What do I dare tell him? That over the decades, models would become vastly more accurate, sophisticated, complex, and expensive? But that even correcting for inflation (plus expenses Old Scott incurs daily that Young Scott's Mom and Dad incur for him) I still was able to accumulate a vast 'Stash'. The concept would be hard for him to get his head around. He has no stash. Perhaps very briefly on his birthday and at Christmastime, his desk might hold two or even three kits... but these would be assembled and done with, at most one day apart.

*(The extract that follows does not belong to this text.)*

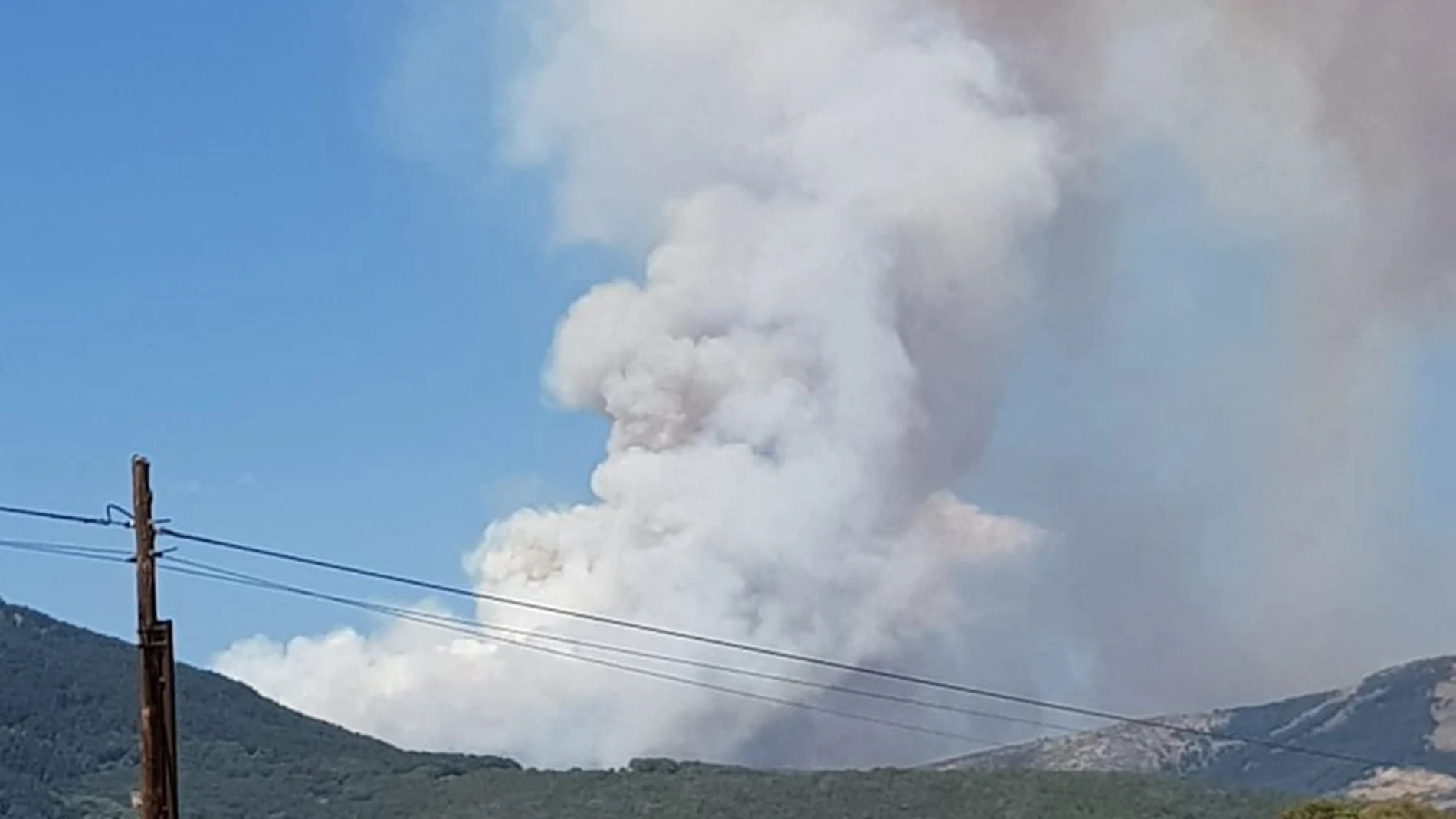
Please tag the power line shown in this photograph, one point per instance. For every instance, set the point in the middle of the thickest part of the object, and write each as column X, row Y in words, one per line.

Whereas Now, even in my almost optimistic moments, I doubt my life will be long enough to assemble kits I have - much less any yet to be acquired!
What if I tell him that if he can hold off on actually building that Revell 1959 Space Station kit he was given, but instead store it carefully in pristine condition, someday he could sell it for a grand-and-a-half? Nah: a plastic kit being someday getting to be worth what a new car went for Then - quite impossible! Ridiculous! Old Scott must be senile!
I've already rejected the idea of trying to subsidize his modeling allowance Then with my assets from Now. He had no bank account, certainly no PayPal account, no fragment of a concept of steering electrons thru Cyberspace. Any cash I gave him would be instantly noticed as counterfeit/fake...who'd accept it was merely legally-issued currency gone temporally astray?
What's left? What if I encouraged him by saying that the day would come when he'd not only be part of a large regional plastic model building club, but that it would have Chapters all over the world - and that someday he could gather models and travel all the way to a foreign country, putting his next to 600 other models for hundreds of other modelers to see and admire... and even get judged for ribbons...
That's what I've actually been doing these last 20+ years, including this October's trip to the Vancouver BC Chapter Contest & Show, the first they've hosted in three years. I'm a better modeler than Young Scott, if hardly becoming a master champion builder. I won 3 ribbons there nonetheless.
I think that's fantastic enough. With no way to prove it, one way or the other, I'm content to imagine Young Scott would actually believe that. But whether he would or not, I'm glad he's continued to model in the five-and-a-half decades since Then. He'd endorse the phrase:
Build What You Want, The Way You Want To, and Above All Have Fun!